言えない褒め言葉

自分が好きなものには傾向がある。
音楽とか、映画とか。
それは「ヘキ」と呼ばれるレベルのもので、また感覚的なもので、言葉で表すのは難しい。

しかし、50余年も生きていると、具体的な「好きなもの」に含まれる養分から自ずと分かってしまう。

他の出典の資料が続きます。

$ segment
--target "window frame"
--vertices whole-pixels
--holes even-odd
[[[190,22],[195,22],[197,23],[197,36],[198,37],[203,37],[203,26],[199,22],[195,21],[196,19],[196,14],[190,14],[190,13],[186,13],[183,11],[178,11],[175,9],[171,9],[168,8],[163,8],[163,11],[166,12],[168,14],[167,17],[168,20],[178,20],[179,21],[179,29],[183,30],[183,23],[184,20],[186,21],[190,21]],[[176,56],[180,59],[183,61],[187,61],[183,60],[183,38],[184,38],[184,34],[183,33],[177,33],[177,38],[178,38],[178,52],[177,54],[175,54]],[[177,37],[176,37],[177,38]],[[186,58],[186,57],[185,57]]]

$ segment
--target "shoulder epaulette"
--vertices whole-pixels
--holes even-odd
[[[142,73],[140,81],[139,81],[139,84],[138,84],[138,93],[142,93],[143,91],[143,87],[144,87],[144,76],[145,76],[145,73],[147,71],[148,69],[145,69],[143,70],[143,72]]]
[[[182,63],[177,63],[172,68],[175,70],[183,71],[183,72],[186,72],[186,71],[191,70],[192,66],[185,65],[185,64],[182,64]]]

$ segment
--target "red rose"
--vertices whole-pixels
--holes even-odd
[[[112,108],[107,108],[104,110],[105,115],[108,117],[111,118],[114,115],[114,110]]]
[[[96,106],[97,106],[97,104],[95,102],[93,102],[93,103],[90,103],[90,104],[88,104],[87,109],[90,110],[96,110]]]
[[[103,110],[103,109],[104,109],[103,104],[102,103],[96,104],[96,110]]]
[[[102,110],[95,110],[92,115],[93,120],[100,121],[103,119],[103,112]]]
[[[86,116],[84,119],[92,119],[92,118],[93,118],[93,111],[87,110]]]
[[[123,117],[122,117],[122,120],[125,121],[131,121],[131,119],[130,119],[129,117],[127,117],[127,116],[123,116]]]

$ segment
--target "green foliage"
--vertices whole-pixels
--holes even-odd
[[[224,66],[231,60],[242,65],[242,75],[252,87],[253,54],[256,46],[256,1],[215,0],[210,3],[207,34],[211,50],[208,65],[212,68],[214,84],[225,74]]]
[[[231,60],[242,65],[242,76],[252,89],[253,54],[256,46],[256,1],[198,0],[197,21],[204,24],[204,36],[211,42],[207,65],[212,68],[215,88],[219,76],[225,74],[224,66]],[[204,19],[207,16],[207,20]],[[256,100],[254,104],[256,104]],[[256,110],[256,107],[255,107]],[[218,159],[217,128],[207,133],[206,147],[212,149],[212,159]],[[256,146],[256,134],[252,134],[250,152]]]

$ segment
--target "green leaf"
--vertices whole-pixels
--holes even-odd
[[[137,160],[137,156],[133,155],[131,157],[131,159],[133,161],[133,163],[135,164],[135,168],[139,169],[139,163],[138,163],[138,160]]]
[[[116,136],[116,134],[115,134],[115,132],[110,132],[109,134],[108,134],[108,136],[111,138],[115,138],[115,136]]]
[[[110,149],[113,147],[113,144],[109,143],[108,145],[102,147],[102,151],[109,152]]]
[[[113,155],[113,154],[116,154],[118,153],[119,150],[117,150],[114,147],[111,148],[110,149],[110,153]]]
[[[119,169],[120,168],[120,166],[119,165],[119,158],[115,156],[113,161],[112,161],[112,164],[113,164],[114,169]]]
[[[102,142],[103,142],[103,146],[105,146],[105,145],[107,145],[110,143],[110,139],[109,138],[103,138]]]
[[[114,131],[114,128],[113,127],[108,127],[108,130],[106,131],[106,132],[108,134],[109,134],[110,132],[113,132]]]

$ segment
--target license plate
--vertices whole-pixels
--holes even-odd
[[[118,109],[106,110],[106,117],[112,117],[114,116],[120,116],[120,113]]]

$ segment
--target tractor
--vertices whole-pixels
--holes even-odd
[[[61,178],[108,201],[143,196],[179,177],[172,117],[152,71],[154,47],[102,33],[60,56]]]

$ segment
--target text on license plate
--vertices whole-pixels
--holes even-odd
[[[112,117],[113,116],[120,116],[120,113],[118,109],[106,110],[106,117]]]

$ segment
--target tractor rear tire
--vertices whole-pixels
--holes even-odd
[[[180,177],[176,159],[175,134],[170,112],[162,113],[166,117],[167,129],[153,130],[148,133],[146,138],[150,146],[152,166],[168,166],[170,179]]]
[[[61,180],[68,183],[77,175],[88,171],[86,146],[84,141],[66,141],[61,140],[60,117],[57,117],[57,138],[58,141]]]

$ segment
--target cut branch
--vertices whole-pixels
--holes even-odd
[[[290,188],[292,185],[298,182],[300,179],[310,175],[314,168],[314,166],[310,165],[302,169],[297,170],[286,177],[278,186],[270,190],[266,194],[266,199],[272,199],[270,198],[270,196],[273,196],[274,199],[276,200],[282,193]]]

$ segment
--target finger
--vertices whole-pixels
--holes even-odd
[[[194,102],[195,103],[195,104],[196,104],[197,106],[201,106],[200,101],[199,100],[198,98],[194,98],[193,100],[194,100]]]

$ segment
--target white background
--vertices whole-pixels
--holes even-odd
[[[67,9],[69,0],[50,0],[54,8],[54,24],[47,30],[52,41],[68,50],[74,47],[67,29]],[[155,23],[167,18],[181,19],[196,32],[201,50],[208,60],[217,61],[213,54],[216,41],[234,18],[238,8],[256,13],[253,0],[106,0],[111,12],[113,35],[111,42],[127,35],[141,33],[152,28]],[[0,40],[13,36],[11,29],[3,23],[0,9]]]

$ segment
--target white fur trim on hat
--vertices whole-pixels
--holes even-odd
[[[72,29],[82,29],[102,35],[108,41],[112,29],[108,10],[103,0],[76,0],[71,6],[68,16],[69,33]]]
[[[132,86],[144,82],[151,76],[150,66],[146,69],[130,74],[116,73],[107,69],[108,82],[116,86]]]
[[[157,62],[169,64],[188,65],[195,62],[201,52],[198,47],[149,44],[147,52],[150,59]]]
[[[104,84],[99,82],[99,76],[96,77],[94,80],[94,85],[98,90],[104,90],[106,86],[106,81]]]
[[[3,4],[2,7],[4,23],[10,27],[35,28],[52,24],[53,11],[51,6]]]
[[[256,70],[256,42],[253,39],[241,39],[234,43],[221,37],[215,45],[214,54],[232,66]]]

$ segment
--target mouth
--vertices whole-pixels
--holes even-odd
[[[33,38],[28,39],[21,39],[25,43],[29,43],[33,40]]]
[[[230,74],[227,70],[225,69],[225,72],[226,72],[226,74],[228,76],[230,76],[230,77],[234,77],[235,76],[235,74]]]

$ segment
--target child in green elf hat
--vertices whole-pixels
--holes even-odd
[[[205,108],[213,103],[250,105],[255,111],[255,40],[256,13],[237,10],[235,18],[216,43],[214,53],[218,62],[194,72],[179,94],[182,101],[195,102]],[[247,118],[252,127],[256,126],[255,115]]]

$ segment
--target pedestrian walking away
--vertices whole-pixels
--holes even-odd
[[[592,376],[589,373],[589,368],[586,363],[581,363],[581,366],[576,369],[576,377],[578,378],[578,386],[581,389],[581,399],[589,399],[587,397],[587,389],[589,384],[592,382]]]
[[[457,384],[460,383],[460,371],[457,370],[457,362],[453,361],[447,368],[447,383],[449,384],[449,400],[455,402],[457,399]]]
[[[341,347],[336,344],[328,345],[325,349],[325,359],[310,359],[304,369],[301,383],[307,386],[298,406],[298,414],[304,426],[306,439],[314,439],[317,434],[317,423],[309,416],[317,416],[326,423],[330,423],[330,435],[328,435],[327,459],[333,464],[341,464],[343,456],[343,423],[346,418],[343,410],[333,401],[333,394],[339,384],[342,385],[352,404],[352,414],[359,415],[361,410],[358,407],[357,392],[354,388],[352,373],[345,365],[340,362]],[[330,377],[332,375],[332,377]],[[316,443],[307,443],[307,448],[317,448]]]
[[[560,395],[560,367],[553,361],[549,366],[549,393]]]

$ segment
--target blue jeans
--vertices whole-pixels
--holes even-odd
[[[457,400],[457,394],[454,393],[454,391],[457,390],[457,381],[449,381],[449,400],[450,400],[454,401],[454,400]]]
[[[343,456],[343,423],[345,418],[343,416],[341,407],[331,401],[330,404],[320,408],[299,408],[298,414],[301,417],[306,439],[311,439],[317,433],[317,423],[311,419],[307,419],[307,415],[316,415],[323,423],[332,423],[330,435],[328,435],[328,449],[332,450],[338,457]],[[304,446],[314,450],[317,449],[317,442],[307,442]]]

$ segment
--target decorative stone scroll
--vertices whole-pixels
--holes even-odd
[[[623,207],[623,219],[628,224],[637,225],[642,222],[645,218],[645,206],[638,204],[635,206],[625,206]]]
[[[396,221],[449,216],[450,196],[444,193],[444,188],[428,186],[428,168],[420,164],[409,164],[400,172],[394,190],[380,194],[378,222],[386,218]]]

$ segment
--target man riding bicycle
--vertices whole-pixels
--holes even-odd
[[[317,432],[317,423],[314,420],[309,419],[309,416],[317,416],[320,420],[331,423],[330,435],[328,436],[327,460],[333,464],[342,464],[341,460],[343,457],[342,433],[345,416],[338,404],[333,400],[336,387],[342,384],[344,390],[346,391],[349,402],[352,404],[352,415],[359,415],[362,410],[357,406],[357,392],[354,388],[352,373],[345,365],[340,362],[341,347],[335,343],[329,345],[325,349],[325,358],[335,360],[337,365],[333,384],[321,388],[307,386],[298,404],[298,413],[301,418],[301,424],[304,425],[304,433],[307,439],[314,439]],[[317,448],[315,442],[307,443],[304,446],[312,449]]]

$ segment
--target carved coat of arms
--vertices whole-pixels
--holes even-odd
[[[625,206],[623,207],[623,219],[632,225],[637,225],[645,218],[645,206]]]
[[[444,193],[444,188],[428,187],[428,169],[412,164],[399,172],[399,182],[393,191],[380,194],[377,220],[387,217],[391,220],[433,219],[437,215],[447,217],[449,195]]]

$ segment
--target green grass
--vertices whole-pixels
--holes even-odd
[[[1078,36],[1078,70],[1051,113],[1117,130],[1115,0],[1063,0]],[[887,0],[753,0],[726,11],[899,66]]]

音楽で言えば、ブルースを基調としてるものだとか、ペンタトニックスケール中心に構成されているものだとか、
そういう言葉で誤魔化せたりもするのだが、

もっと感覚的なことをハッキリ言語化してみると。

自分が好きになるものは、

・人間臭くて、
・ダサい。

この2つに集約される。

「ダサい」は「人間臭い」に含まれるのだが、

ダサさにも好きなダサさと興味を持てないダサさがあって、
そこの区別は言葉で表現し難い。

この、良いダサさ、「ダサ味(み)」とでも言おうか、

そのダサ味が含まれるもの、含まれないものは自分の中で割とハッキリしてるのだが、

なかなか言えない。

「〇〇はダサ味があるからイイんだよ!…いや…これは褒め言葉であって、貶しているわけでは決してなく…」

本当に好きだし、褒めているのだが、言葉にするのは危うい。


この、言えない褒め言葉を含むため、自分が好きなアーティストの名前なども言いにくくなるので、ここでは自分が過去に刺さった、好きなアーティスト名は書かない。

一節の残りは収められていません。